Br Med J (Clin Res Ed) 1988; 296 doi: https://doi.org/10.1136/bmj.296.6636.1557 (Published 04 June 1988) Cite this as: Br Med J (Clin Res Ed) 1988;296:1557
  1. C P Thakur,
  2. M Kumar,
  3. P Kumar,
  4. B N Mishra,
  5. A K Pandey

    Abstract

    The efficacy and safety of six regimens of treatment for kala-azar (visceral leishmaniasis) with sodium stibogluconate were evaluated in a prospective randomised study to ascertain the optimal treatment for Indian patients. Altogether 371 patients with kala-azar were randomised to receive sodium stibogluconate intramuscularly at a dose of 10 mg/kg body weight/day for 20 or 40 days (groups A and A1, respectively), 15 mg/kg body weight/day for 20 or 40 days (groups B and B1, respectively), or 20 mg/kg body weight/day for 20 or 40 days (groups C and C1, respectively). Patients were examined blind before and at the end of treatment and every month for six months. The number of patients who were apparently cured—that is, those whose temperature had returned to normal at the end of their regimen of treatment—was 45 (78%) in group A, 53 (87%) in group A1, 50 (81%) in group B, 60 (95%) in group B1, 58 (92%) in group C, and 62 (97%) in group C1.
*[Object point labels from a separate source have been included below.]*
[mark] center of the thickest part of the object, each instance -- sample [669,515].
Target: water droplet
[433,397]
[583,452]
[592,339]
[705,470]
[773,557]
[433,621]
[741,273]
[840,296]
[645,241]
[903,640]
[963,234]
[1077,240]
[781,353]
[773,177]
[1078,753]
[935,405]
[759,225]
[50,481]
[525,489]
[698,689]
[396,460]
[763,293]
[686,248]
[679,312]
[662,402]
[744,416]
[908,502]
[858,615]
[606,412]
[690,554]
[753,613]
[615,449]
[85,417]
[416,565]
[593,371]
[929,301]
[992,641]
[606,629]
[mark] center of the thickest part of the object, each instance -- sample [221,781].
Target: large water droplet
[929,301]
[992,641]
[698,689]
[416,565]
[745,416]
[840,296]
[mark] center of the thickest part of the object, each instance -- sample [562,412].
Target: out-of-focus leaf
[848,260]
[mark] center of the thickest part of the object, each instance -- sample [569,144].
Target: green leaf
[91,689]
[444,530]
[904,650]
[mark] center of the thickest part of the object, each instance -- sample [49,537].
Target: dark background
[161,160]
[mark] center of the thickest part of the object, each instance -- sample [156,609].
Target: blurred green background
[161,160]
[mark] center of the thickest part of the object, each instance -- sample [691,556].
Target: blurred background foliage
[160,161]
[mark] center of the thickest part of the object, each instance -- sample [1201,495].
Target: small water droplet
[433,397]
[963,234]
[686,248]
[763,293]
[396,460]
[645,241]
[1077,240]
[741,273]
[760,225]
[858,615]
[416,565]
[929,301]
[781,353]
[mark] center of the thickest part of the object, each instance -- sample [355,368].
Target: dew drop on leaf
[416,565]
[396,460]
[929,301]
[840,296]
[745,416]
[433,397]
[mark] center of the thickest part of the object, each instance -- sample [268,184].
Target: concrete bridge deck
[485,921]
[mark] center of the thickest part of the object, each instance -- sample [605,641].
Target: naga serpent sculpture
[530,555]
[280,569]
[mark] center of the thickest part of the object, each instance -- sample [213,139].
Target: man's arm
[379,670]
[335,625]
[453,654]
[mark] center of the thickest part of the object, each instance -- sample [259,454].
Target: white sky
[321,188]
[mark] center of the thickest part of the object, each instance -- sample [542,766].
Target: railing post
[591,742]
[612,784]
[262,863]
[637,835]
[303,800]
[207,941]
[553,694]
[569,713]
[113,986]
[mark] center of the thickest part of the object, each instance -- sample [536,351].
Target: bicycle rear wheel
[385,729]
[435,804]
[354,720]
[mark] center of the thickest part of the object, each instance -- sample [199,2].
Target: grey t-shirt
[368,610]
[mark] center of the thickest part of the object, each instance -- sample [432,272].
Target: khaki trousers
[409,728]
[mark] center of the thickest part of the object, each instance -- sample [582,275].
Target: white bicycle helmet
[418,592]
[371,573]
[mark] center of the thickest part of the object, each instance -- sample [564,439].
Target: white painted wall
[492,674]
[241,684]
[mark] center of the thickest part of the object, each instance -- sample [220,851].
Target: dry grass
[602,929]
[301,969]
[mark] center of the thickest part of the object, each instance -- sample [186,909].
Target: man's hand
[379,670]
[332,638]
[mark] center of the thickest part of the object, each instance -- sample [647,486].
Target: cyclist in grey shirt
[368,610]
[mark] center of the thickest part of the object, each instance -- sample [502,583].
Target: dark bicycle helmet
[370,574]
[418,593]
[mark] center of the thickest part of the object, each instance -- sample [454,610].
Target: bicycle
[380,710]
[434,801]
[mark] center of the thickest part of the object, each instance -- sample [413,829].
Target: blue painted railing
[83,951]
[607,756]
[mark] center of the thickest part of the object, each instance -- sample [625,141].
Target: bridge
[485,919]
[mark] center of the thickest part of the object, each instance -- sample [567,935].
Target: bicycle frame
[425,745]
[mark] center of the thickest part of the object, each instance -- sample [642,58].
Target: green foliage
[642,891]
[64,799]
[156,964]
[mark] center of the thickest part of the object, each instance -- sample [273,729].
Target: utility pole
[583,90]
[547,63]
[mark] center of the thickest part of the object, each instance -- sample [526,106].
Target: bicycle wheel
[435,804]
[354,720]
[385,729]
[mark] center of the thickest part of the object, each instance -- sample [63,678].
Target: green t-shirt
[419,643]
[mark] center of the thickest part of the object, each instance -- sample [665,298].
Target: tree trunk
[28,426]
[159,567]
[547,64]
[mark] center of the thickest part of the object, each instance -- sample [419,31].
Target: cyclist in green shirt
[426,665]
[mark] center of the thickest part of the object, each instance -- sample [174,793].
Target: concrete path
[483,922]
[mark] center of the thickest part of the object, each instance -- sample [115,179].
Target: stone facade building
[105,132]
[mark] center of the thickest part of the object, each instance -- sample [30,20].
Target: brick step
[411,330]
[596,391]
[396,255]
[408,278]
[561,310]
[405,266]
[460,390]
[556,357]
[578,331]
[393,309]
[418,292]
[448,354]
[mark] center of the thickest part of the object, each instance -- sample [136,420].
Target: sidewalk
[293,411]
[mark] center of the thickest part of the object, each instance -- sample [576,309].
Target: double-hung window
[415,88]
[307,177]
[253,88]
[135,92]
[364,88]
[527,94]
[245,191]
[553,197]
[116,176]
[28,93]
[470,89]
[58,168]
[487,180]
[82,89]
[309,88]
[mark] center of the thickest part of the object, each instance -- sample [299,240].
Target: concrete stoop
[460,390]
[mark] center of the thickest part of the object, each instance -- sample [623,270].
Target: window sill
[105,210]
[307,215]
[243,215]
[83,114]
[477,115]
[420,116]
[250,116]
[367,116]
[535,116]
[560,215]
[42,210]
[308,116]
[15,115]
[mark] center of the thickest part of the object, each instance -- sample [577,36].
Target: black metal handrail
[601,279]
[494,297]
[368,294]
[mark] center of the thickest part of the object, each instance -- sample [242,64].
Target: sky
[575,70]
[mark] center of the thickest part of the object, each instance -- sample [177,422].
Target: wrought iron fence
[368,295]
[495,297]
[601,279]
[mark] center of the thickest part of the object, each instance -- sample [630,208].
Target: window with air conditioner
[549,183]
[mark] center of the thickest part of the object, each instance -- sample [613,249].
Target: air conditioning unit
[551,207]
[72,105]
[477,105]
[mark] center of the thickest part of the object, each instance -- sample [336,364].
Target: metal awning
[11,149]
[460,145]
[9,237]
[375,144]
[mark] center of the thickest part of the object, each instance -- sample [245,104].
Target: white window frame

    At six months 62 patients (97%) in group C1, 51 (81%) in group C, 54 (86%) in group B1, 42 (68%) in group B, 45 (74%) in group A1, and 33 (57%) in group A had not relapsed and were cured as confirmed by a bone marrow aspirate free of parasites. The differences between groups C1 and C, B1 and B, and A1 and A were significant. Logistic regression of the proportion cured with the dose and length of treatment showed that both factors were significant in improving the rate of cure; the highest dose for the longer time (group C1) had the best rate of cure. One patient in group C1, 12 in group C, nine in group B1, 18 in group B, 15 in group A1, and 23 in group A were cured with extended courses of 20 mg sodium stibogluconate. One patient in each of groups C1, B, A1, and A became unresponsive to antimony and were cured with pentamidine. One patient in each of groups C1, B, and A became unresponsive to both antimony and pentamidine. The patients tolerated the longer duration of treatment safely, and side effects were minor.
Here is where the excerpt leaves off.